NEXPOINT DIVERSIFIED REAL ESTATE TRUST,
a Delaware limited partnership


By: /s/ Matt McGraner    
Name:    Matt McGraner
Title:    Authorized Signatory



EXHBIIT A
Borrowing Base Report
FOR MONTH ENDED:    ____________________________ (the “Subject Month”)
LENDER:    NEXBANK
BORROWER:    NEXPOINT DIVERSIFIED REAL ESTATE TRUST OPERATING PARTNERSHIP, L.P., a Delaware limited partnership (“NXDTOP”), NEXPOINT REAL ESTATE CAPITAL, LLC, a Delaware limited liability company (“NREC”), and NEXPOINT REAL ESTATE OPPORTUNITIES, LLC, a Delaware limited liability company (“NREO,” together with NXDTOP and NREC, jointly and severally, the “Borrower”)
This Borrowing Base Report (this “Certificate”) is delivered under the Loan Agreement (as modified, amended, renewed or extended from time to time, the “Loan Agreement”) dated as of May 22, 2023 between Borrower and Lender. Capitalized terms used in this Certificate shall, unless otherwise indicated, have the meanings set forth in the Loan Agreement. The undersigned hereby certifies to Lender as of the date hereof that (a) he/she is a Responsible Officer of Borrower, and that, as such, he/she is authorized to execute and deliver this Borrowing Base Report to Lender on behalf of Borrower, (b) no Event of Default or potential Default has occurred and is continuing, (c) a review of the activities of Borrower during the Subject Month has been made under the undersigned’s supervision with a view to determining the amount of the current Borrowing Base, (d) the Collateral included in the Borrowing Base below meet all conditions to qualify for inclusion therein as set forth in the Loan Agreement, and all representations and warranties set forth in the Loan Agreement with respect thereto are true and correct in all material respects, and (e) the information set forth below (and attached hereto) is true and correct as of the last day of the Subject Month.

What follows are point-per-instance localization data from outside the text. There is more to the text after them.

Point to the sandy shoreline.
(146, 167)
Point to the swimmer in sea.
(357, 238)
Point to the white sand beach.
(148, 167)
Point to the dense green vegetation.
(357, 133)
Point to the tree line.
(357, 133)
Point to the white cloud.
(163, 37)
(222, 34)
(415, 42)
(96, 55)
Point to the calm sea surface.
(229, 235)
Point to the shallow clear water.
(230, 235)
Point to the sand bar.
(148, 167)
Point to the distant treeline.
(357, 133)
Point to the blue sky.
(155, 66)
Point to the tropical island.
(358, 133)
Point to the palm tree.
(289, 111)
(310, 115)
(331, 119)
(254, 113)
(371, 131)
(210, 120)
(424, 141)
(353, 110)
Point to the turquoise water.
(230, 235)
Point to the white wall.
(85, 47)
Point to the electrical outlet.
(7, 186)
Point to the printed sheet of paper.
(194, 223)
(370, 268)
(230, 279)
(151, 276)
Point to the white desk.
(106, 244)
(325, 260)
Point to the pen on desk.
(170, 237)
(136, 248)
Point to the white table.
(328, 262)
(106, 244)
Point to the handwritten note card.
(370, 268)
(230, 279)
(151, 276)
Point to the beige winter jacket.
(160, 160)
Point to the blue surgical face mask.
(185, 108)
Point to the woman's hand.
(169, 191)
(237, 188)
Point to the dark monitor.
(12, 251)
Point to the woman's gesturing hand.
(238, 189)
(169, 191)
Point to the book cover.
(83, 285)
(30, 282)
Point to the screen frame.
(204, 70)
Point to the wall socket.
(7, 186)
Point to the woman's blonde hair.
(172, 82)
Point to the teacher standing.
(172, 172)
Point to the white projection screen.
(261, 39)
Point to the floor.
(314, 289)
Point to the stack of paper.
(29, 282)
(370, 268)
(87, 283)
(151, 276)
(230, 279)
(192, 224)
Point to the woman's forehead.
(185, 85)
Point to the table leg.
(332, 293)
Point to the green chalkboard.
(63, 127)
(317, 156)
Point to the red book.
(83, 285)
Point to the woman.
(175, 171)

Borrowing Base (See Attached Supporting Documentation)
1.The attached supporting documentation details, for each share of IQHQ, as of the date herein: (a) the number of shares owned; and (b) the current market value of each share. Either (i) sixty percent (60%) of the Collateral Value, or (ii) if IQHQ becomes traded on a Public Exchange, fifty percent (50%) of the Collateral Value, is _______________________________.

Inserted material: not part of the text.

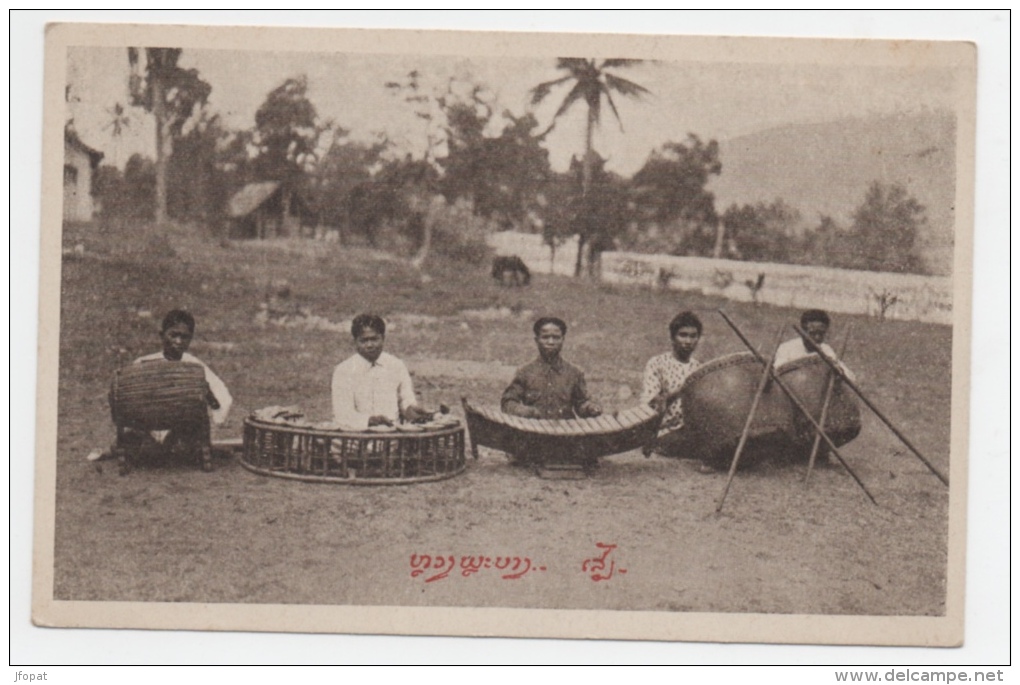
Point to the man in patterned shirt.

2.The appraisal sets forth the market value of the property located at 5916W Loop 289, Lubbock, Texas 79424. Sixty percent (60%) of the Collateral Value is _______________________.

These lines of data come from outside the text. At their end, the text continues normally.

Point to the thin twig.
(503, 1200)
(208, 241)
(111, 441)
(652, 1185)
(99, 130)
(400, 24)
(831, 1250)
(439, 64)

3.The Borrowing Base (Aggregate value of lines 1 and 2)    $________



4.The lesser of the Borrowing Base calculated on line 3 above
or the Loan Amount    $________
5.The outstanding principal balance of the Loan    (-)    $________
6.TOTAL NET BORROWING AVAILABILITY    $________
(Line 4 minus Line 5)
(If result is a negative figure, this amount is due immediately as a principal payment.)
(not to exceed the
Loan Amount)

IN WITNESS WHEREOF, the undersigned has executed this Borrowing Base Report as of _______________, ____.